The fear of Jehovah is a comprehensive expression, embodying, according to the conception of the Hebrew mind, the whole of piety or religion. (Job 28:28; Psalms 9:10; Psalms 111:10.) It implies a knowledge of the true God, of his existence, attributes, and works, and also of his relations to us as far as these several things were revealed in that day. As the idea of the great and everlasting God, our Maker and our Judge, strikes the mind with awe and reverence, from which proceed respect for his revealed will, and humiliation of mind, (Job 42:5-6,) so this term, the fear of the Lord, or reverence for Jehovah, comprehends both experimental and practical godliness, worship, and obedience. This fear of the Lord, then, resting on an intelligent apprehension of the divine majesty and his relations to us as revealed in his word, is the beginning, or the chief part, of knowledge of the intellectual attainments of a truly wise man. There is no study so high, so noble, so grand, so wholesome, so beneficent, as this. All others, which a man really wise pursues, are subordinate to this, and comprehended in it. The man who has a just conception of God and his relations to him can think of nothing that is not somehow related to this great theme, either as being in accordance with God’s will or contrary to that will as being forbidden or allowed. Hence all right learning and true science tends to honour God, as it tends to cultivate man. Moreover, the glorious idea of God in the mind is a quickening, elevating, and impelling element, that gives life, dignity, and force to mental action. It is only where this knowledge of God exists that man can rise to his true dignity as a rational, moral, and religious being. There is no motive to mental effort and high intellectual cultivation so powerful as that which true religion affords.
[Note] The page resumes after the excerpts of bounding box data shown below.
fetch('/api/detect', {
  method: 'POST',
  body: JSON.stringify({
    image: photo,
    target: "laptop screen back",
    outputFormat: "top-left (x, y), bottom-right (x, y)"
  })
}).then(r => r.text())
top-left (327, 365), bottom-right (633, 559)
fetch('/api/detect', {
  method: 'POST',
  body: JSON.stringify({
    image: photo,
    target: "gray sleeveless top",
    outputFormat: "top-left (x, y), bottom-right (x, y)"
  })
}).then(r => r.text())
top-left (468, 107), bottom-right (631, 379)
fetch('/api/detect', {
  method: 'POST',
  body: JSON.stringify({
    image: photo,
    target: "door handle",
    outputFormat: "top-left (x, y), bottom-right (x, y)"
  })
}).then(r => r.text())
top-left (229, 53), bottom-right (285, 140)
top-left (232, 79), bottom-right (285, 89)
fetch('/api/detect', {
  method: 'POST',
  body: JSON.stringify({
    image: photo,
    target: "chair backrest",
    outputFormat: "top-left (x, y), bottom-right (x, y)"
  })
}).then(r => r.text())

Many a youth “living after the flesh,” caring only for the things of the flesh, having no relish for other than sensual pleasures, neglects and rejects opportunities of mental improvement; but let him come under the dominion of religious feeling and principle let him attain to the fear of God, or, as Christianity has taught us to say, the love of God and his soul is immediately athirst for all useful knowledge. He feels that the improvement of his mind is one of his noblest privileges and highest duties; for only thus can he glorify and serve aright the Author of his being and salvation. These remarks elucidate the latter part of the verse.

Fools אוילים , ( evilim,) the gross, sensual, stupid.

Despise Trample under foot.

Wisdom and instruction מוסר , ( musar,) restraint, discipline. (See under Proverbs 1:2.) Compare on latter clause 1Ki 12:13 ; 1 Samuel 2:12-25; Acts 17:18.